An Alef is a type of birth certificate and amulet that was traditionally created for baby boys to help protect them during the forty days of their lives.
The synagogue states that this is the first time since WWII that new Alefs have been reproduced for their community and that it is currently the only source in the world offering brand new customized Alefs.
Cohen also lauded author Rae (Rachel) Dalvin, who wrote the scholarly work The Jews of Ioannina, as another force for preserving the history of the Romaniote Jews. Born in Preveza, she visited Ioannina for some time in the 1930s, gleaning a treasure trove of information on the unique culture there.
Recreating their history, culture (including folk beliefs), unique liturgies, and even musical scores, Dalvin’s seminal work is one of the touchstones for anyone who would like to know more about these fascinating people.
The Romaniote Jewish Community of Ioannina: A Journey Through Time and Two Nations was the subject of a fascinating webinar hosted in 2021 by the American embassy in Athens and the Consulate in Thessaloniki.

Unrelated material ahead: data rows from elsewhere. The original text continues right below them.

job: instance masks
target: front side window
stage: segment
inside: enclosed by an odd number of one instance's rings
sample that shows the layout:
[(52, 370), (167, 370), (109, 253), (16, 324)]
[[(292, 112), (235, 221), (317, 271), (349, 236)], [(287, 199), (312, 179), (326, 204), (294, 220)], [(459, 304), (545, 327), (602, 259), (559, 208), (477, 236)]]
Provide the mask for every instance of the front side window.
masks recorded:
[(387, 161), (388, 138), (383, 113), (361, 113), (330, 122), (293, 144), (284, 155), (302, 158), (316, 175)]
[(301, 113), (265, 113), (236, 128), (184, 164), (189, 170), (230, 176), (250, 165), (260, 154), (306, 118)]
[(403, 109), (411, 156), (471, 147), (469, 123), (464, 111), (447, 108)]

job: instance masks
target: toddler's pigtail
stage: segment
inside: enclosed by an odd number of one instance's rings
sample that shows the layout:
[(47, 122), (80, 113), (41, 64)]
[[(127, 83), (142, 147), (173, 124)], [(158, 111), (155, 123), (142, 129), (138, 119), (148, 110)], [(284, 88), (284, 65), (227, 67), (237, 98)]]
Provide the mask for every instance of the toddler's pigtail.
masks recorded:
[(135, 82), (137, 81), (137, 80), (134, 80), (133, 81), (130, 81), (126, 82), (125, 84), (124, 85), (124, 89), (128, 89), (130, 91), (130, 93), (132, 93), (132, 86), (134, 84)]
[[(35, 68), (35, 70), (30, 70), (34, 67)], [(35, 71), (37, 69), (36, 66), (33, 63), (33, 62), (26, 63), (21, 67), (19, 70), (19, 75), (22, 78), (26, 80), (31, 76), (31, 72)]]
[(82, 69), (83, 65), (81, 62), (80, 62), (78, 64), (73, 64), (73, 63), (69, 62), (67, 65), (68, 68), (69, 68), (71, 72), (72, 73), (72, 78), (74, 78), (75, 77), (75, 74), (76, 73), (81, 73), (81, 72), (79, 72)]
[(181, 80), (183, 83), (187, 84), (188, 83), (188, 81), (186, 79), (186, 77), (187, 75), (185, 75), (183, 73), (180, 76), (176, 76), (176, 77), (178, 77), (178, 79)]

The lecture was the 15th annual event in memory of David Tiano, a Consulate employee who was tortured and executed by the occupying German forces in December of 1941. Tiano had been a descendant of the Romaniote Jews of Ioannina.
The discussion was led by Dr. Zanet Battinou, Archaeologist, Director of The Jewish Museum of Greece; Professor Mimis Cohen MD, the Founding member of the American Friends of the Jewish Museum of Greece and Dr. Moissis Elissaf, the mayor of Ioannina.
Dr. Elissaf, himself a descendant of the historic Romaniote community, is the first Jewish mayor of a Greek city.